BikeDC Homebody

Over the last month, I spent many days traveling outside of D.C.– away from Felkerino, the office, and the daily bike commute.

I suppose a change of scenery is a good thing. It’s always interesting to have a brief window into life outside the city.

Generally, though, my time away made me homesick. I longed for the freedom of bicycling or running around under my own power.

Nuu Muu run on the Mall

I missed my daily conversations with the Potomac River. We don’t generally talk at length, but I always like checking in.

The gardens along the Mall kept growing without me, and I couldn’t keep track of which flowers had been recently planted.

Sometimes I think we’re conditioned to despise routine. “Get out of your rut!” people say.
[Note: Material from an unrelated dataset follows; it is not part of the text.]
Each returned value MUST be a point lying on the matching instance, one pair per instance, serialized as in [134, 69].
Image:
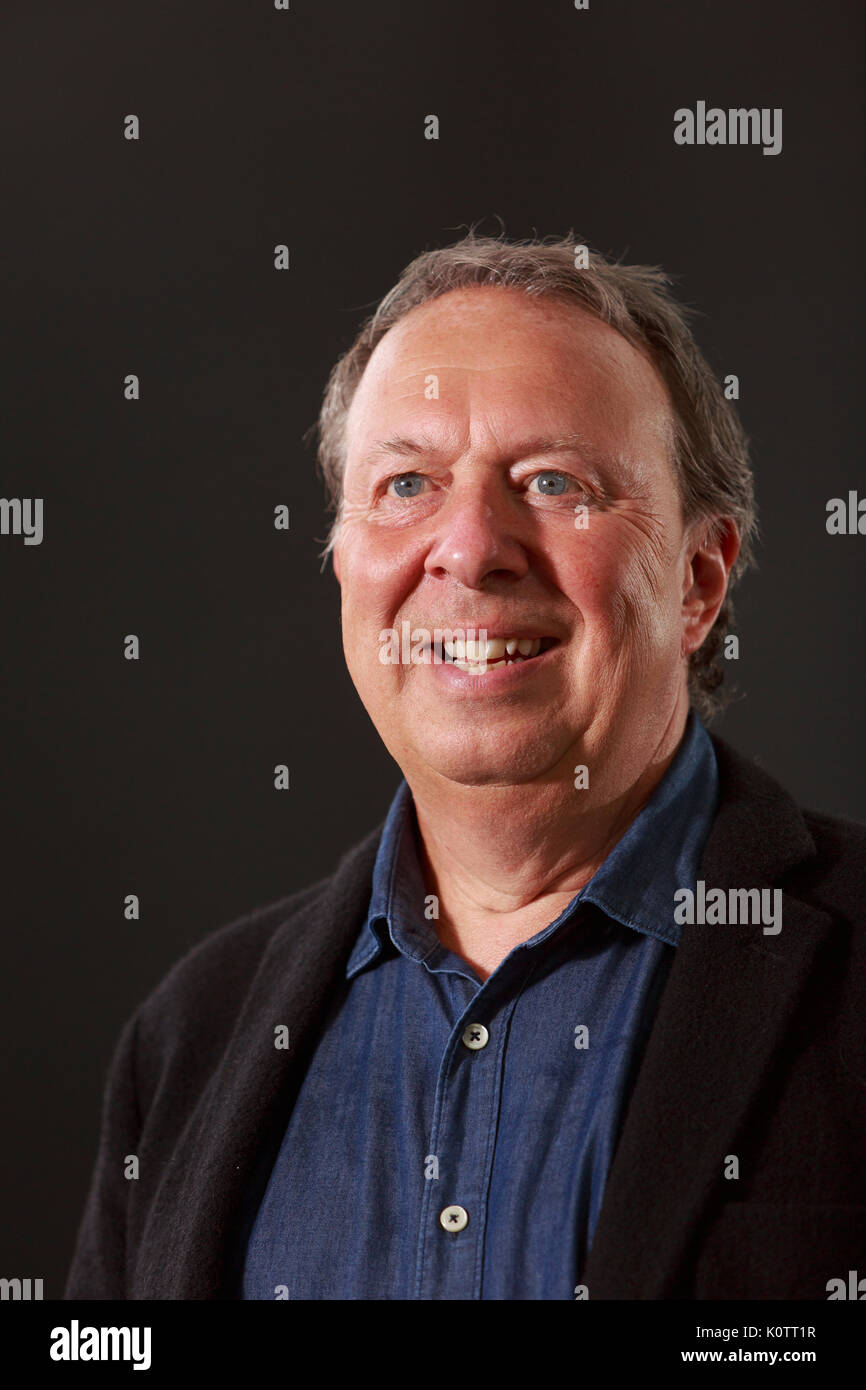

But routine does not always translate to rut.

Surly LHT and Potomac

The longer I live in D.C., the more I appreciate its simple pleasures–

an unobstructed view of the water,
the wildflowers some call weeds,
tranquil early mornings by the monuments,
the sweaty warmth of work commutes before midday’s “heat emergency” temperatures.

I know these pleasures because I live an immersive existence in the city– on my bike, on my two feet.

Nothing separates me from my surroundings. Little changes are noticed.

Pavement does not limit my path, and routine does not become rut.

I’m free in the city, exploring the ever-changing everyday.

A BikeDC homebody. It’s so nice to be back.


  1. Well spoken! This post resonates with me. In former life as federal agent, spent life traveling heavily, living in hotels/motels/rental cars/airplanes for years at a time with a weekend maybe every 30 days to return home in time to catch the redeye out Monday for the next 30. Now, I supervise the humming birds in the morning, feel whether the flowers need watering, commune with my bikes. The sweetness of routine, its intimacy, is way underrated! Thank you for sharing. Jim Duncan

    Liked by 1 person

    • I cannot imagine that kind of travel, when life is basically on-the-road. I think it would be tough to maintain balance. I like that the travel I do now is not a regular part of my work. It helps me appreciate home, but it’s not so much that I become resentful (for the most part!).


  2. I had to laugh at “heat emergency”! But it’s true. I used to live right below you, In Richmond. That summer heat is oppressive and dangerous.

    Over the last month I’ve been working out of town 5.5 days a week. Being home for a day and a half sucks. I try to squeeze in a ride through some of my favorite haunts to unwind, and remind my cats that they do still have a human, then I’m back on the road. Unfortunately when this project is done I have to move out of state! So it looks like coming home to familararity is going to be a ways off.